Dans un deuxième temps, les « fresqueurs » (les animateurs) demandent aux « fresqués » (ceux qui participent à l’atelier) de laisser parler leur créativité et de personnaliser leur fresque en dessinant les liens de cause à effet entre les cartes, puis de trouver un titre pour leur fresque. « Ce moment de créativité leur permet d’intérioriser les nombreux impacts du changement climatique, mais aussi d’ancrer leur apprentissage. Car nous partons du principe que c’est en faisant qu’on retient le mieux », note Alex Misseri. Il précise qu’aujourd’hui l’association compte 58 000 fresqueurs à travers le monde, dont 200 aux Émirats arabes unis. « En moyenne, quatre ateliers sont organisés chaque semaine aux Émirats, et nous passerons certainement à un par jour à partir de novembre. »
Des audiences variées
Dernière étape : l’échange entre participants qui, forts de ce qu’ils ont appris, abordent ensemble les grands défis liés au changement climatique et les potentielles solutions qui sont à la portée des uns et des autres. « Cette dernière heure nous permet de nous adapter à notre audience. Nous n’allons pas animer les discussions de la même manière avec une entreprise qui a déjà une stratégie de développement durable qu’avec une structure qui n’a encore aucune politique en la matière. » Afin de toucher aussi les milieux scolaires, l’association a par ailleurs développé deux autres versions du jeu : l’une pour les 9-14 ans et l’autre pour les 14-18 ans.

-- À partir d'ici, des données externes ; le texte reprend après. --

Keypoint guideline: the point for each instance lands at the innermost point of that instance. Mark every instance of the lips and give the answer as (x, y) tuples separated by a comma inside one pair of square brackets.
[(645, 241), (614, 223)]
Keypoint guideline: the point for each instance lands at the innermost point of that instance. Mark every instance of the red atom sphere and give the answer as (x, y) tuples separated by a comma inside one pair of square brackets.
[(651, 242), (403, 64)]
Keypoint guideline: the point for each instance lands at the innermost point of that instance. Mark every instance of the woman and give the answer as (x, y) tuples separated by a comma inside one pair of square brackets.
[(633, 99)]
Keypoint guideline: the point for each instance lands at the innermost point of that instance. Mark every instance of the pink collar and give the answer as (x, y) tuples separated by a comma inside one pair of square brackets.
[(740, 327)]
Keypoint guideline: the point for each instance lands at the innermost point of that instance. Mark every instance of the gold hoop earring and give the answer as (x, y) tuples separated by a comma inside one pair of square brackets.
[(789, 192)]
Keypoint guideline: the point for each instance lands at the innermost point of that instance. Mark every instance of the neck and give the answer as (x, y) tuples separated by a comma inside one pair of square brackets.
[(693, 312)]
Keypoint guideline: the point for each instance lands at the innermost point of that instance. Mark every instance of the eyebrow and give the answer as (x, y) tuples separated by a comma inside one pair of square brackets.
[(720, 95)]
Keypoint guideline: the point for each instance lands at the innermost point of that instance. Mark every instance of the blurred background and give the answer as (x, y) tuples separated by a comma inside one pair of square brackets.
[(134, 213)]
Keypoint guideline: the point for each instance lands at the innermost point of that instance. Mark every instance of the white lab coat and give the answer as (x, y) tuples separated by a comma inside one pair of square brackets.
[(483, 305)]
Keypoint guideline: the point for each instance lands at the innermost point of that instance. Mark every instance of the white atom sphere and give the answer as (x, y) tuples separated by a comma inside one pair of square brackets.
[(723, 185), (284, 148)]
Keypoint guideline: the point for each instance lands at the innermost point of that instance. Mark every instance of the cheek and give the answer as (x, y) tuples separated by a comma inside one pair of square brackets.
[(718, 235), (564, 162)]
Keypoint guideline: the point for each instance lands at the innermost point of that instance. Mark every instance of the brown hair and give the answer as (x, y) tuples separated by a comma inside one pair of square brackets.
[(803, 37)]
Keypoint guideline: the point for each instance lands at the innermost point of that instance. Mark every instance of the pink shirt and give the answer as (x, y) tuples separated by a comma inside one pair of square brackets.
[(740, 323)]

Car depuis sa création, la Fresque du Climat s’est déployée partout, afin de toucher un maximum de monde. « Le seul prérequis est de savoir lire car le jeu s’adresse autant à quelqu’un qui n’a jamais entendu parler de gaz à effet de serre qu’à des personnes déjà averties », précise Alex Misseri. Des grands groupes (EDF, Suez, Total Energies, etc.) aux grandes écoles (HEC, Sciences-Po, etc.) en passant par les responsables politiques et les fonctionnaires, tous ont aujourd’hui fait appel aux équipes de la Fresque du climat.
Un engagement avant tout bénévole
Cette pluralité dans le profil des participants s’observe également aux Émirats arabes unis, même si c’est d’abord la communauté française locale qui a découvert le jeu. « Nous avons commencé avec des entités comme l’Alliance française, la Chambre de commerce et d’industrie et Business France », raconte Alex Misseri. Des établissements d’enseignement supérieur comme La Sorbonne Abu Dhabi et l’École 42, ou culturels comme l’Institut français ou le Louvre Abu Dhabi y ont également pris part. « Nous travaillons désormais beaucoup avec les institutions émiriennes : le 31 janvier 2023, nous avons par exemple animé une Fresque pour l’équipe du ministère émirati du Changement climatique, de l’agriculture et de l’environnement. » Parmi les autres institutions et entreprises du pays qui ont participé aux ateliers de la Fresque aux Émirats arabes unis, on trouve le ministère de l’Énergie, Emirates Nature (WWF) mais aussi les compagnies aériennes Air France et KLM, les entreprises pétrolières Adnoc et Total Energies, la société de transport international CMA CGM, les banques Natixis et Crédit Agricole, etc.
Côté fresqueurs aussi, les profils internationaux se multiplient aussi. Monté en février 2022 par Alex Misseri et l’un de ses amis, le collectif qui rassemble les fresqueurs des Émirats arabes unis a d’abord accueilli des Français avant d’être rejoint au bout de quelques mois par des arabophones, des hispanophones, des personnes de nationalité indienne ou encore néerlandaise. « L’engagement des facilitateurs est avant tout bénévole. Mais certains se font payer – les fresqueurs pros – pour les ateliers qu’ils animent, ce qui est mon cas. Nous effectuons néanmoins tous un certain nombre d’ateliers gratuitement. Et à chaque fois que nous effectuons une prestation payante, nous devons reverser 10% de royalty fees à l’association », précise Alex Misseri, expliquant que depuis sa création, le collectif a formé plusieurs dizaines de ces fresqueurs professionnels.
En bonne position pour la COP 28
Cette main-d’oeuvre supplémentaire ne sera pas de trop alors que les Émirats arabes unis accueillent entre le 30 novembre et le 12 décembre 2023 la COP 28 à Dubaï. Pour Alex Misseri, l’organisation de cette conférence internationale s’inscrit dans un contexte où les Émirats arabes unis souhaitent montrer au reste du monde que leur transition énergétique est bien amorcée, contexte qui a permis à la Fresque du climat de se développer dans le pays. « En moyenne, l’habitant des Émirats a une empreinte carbone deux fois supérieure à celle d’un Français. Il y a donc du travail, mais le cap est fixé ici et l’État souhaite vraiment avancer sur ce sujet. »
Lors de l’événement, l’association de la Fresque du Climat espère toucher un maximum de personnes. « Notre objectif est de faire connaître le projet aux organisateurs de cette COP 28, mais aussi aux dirigeants politiques qui s’y déplaceront, aux entreprises qui n’ont pas encore entendu parler de nous, etc. Nous sommes donc en train de mettre en place des partenariats avec plusieurs organisation gouvernementales et non gouvernementales pour mener des actions communes pendant la COP28. » Des ateliers seront par ailleurs organisés pour toujours sensibiliser davantage de personnes. Car Alex Misseri en est convaincu : « Même les plus dubitatifs évoluent parfois après avoir suivi l’atelier ». Optimiste, il juge que si pour certains participants il y a véritablement un « avant/après » avec cet atelier, pour d’autres, l’effet est moins immédiat, mais « cela permet de planter dans tous les esprits une petite graine qui va germer progressivement ».